Avant que M. Trudeau ne prenne la parole, ces jeunes semblaient tous d’avis que la question de la légalisation du cannabis était celle qui intéressait le plus les adolescents.

Assemblée publique du PM : pas un mot sur la marijuana

Le premier ministre Justin Trudeau a été chaudement applaudi par une foule acquise d’avance jeudi soir à l’école secondaire de Rochebelle. Une assemblée publique où la question de la légalisation de la marijuana, qui intéressait pourtant plusieurs jeunes présents, n’a toutefois jamais été abordée en plus d’une heure trente.

Environ 1 080 personnes s’étaient déplacées pour assister à l’événement et même si la foule était largement derrière le PM, la foule ne comptait pas que des partisans du Parti libéral ou de Justin Trudeau.

Un individu aux opinions politiques ambiguës s’est même levé vers la fin de l’assemblée, brandissant un drapeau canadien à l’envers sur lequel était dessinée une croix gammée et les mots «Fig Leaf Evil Empire». 

Vociférant en anglais, l’homme a vite été expulsé des lieux par la sécurité. «Merci monsieur, mais c’est un discours qui n’a pas sa place ici», a simplement déclaré M. Trudeau, ajoutant qu’il avait vu le même homme dans un événement semblable tenu à London, en Ontario. 

Le militant d’extrême-droite Dave Tregget, chef de Storm Alliance, s’était aussi invité sur place avec cinq autres membres de son organisation, tous bien identifiés et vêtus de manteaux ou de tuques frappées du logo de Storm Alliance.

Tregget et sa bande n’ont cependant pas troublé le déroulement de l’assemblée, choisissant même de quitter avant la fin. 

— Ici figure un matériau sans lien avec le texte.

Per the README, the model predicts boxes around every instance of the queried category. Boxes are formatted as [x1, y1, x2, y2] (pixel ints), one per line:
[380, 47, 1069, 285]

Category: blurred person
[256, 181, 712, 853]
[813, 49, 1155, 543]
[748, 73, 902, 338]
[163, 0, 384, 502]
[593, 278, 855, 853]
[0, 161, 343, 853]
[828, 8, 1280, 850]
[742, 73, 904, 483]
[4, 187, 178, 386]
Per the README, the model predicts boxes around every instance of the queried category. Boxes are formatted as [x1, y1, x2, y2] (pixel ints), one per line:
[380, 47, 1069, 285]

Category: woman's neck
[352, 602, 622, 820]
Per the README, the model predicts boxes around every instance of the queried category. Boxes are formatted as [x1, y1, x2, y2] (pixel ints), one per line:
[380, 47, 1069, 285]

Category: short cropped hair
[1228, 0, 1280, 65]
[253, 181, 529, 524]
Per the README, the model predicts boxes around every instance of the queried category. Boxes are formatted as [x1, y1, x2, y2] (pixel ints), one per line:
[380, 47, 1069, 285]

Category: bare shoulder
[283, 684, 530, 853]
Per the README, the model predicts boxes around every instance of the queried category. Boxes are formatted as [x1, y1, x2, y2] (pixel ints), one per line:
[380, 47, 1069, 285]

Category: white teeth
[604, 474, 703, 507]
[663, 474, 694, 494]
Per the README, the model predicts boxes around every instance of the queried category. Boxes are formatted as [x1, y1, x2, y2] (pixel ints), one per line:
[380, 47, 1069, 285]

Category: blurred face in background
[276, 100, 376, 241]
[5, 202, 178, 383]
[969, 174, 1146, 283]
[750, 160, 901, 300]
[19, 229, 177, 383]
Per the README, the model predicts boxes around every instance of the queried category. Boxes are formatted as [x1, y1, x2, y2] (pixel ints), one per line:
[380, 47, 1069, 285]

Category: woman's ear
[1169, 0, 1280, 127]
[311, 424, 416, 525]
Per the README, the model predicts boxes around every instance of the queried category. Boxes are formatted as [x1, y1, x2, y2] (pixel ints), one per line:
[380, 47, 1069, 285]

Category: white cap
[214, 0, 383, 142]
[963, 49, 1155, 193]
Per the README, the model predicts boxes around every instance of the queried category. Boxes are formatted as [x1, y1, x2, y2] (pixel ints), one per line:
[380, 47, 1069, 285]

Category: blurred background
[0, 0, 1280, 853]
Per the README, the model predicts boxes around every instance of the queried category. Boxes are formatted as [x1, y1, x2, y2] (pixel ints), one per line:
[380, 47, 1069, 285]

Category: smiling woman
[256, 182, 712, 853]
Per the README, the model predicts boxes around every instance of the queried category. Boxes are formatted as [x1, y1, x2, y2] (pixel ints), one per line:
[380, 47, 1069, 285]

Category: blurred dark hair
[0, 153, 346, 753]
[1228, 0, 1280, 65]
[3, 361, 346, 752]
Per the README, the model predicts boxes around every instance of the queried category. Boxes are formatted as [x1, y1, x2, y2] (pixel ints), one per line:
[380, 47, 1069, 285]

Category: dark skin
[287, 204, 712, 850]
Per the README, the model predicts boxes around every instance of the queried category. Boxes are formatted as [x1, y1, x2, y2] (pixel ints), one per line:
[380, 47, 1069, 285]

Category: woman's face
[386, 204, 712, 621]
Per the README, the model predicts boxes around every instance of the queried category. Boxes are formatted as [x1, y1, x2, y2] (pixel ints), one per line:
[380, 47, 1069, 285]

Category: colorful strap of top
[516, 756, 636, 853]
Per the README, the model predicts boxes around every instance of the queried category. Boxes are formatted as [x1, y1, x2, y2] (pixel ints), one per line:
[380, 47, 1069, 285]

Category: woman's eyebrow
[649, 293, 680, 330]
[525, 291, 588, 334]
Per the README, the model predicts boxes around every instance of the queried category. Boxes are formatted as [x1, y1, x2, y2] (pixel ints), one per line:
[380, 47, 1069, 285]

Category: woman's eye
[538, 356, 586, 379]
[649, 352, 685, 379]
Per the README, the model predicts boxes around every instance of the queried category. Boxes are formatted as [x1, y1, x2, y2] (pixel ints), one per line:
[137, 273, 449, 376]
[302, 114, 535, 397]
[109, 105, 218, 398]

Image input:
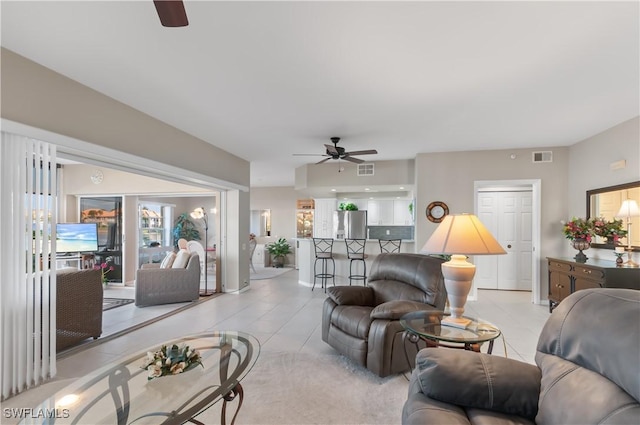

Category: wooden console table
[547, 257, 640, 312]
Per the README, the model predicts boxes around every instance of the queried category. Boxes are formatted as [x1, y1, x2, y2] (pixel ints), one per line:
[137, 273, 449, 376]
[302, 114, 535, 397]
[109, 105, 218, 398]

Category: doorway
[474, 180, 540, 304]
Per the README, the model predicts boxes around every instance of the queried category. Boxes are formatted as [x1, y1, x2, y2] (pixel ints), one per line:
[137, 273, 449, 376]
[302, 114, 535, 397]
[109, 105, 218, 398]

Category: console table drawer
[573, 265, 605, 281]
[549, 260, 571, 273]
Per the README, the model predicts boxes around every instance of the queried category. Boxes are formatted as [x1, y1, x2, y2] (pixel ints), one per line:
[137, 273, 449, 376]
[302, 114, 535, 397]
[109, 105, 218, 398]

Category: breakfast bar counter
[296, 238, 415, 287]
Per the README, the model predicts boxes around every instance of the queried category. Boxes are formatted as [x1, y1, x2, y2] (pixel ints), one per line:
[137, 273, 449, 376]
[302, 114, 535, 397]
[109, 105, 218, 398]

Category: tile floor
[3, 270, 549, 423]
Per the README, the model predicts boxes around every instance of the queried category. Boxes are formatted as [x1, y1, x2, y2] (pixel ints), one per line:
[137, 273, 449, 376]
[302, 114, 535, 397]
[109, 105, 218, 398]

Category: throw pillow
[171, 249, 191, 269]
[160, 251, 176, 269]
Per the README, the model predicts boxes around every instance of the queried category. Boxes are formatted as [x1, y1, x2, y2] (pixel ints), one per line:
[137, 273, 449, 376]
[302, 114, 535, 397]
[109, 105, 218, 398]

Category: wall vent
[531, 151, 553, 162]
[358, 162, 375, 176]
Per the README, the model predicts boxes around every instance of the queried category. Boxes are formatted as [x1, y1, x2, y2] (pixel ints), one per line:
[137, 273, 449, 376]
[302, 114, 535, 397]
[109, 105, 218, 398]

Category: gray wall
[0, 48, 250, 289]
[250, 187, 299, 243]
[567, 117, 640, 262]
[0, 48, 249, 186]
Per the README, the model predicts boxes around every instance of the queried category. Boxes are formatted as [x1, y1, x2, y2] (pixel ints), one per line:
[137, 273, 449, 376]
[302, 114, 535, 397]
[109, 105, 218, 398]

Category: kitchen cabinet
[547, 258, 640, 311]
[393, 199, 413, 226]
[313, 198, 337, 238]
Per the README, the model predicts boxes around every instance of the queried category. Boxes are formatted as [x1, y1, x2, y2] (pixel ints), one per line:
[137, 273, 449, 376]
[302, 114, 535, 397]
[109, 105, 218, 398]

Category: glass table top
[400, 310, 500, 344]
[20, 331, 260, 425]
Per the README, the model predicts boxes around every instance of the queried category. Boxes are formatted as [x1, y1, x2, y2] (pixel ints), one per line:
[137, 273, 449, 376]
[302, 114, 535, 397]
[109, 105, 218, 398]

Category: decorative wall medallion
[91, 170, 104, 184]
[427, 201, 449, 223]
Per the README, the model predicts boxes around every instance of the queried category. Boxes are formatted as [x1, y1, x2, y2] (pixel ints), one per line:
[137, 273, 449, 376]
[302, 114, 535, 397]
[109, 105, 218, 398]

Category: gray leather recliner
[322, 253, 447, 376]
[402, 288, 640, 425]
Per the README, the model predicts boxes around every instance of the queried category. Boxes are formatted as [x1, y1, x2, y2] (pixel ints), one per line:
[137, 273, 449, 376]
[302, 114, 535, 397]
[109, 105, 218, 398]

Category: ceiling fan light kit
[153, 0, 189, 27]
[293, 137, 378, 166]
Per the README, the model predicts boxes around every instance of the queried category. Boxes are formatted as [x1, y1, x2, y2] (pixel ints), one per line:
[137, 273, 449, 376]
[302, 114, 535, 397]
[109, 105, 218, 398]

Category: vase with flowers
[593, 217, 627, 246]
[562, 217, 593, 263]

En réponse à une citoyenne qui s’inquiétait du racisme suite à l’expulsion de l’homme au drapeau, Justin Trudeau a assuré que celui-ci ne serait pas accusé pour son intervention. «La réalité, c’est que les gens haineux et ignorants ne sont qu’une très petite minorité. La majorité silencieuse est bonne, ouverte, généreuse et pleine d’empathie», a-t-il affirmé. 

Un péquiste

Un membre de l’aile jeunesse du Parti québécois, Étienne-Alexandre Beauregard, avait aussi réussi à «s’infiltrer» même s’il est loin d’être le plus grand admirateur de Justin Trudeau. 

«Je suis venu poser une question au PM. Je veux savoir s’il a l’intention de faire signer la Constitution au Québec», a déclaré cet élève de cinquième secondaire au Collège Saint-Charles-Garnier.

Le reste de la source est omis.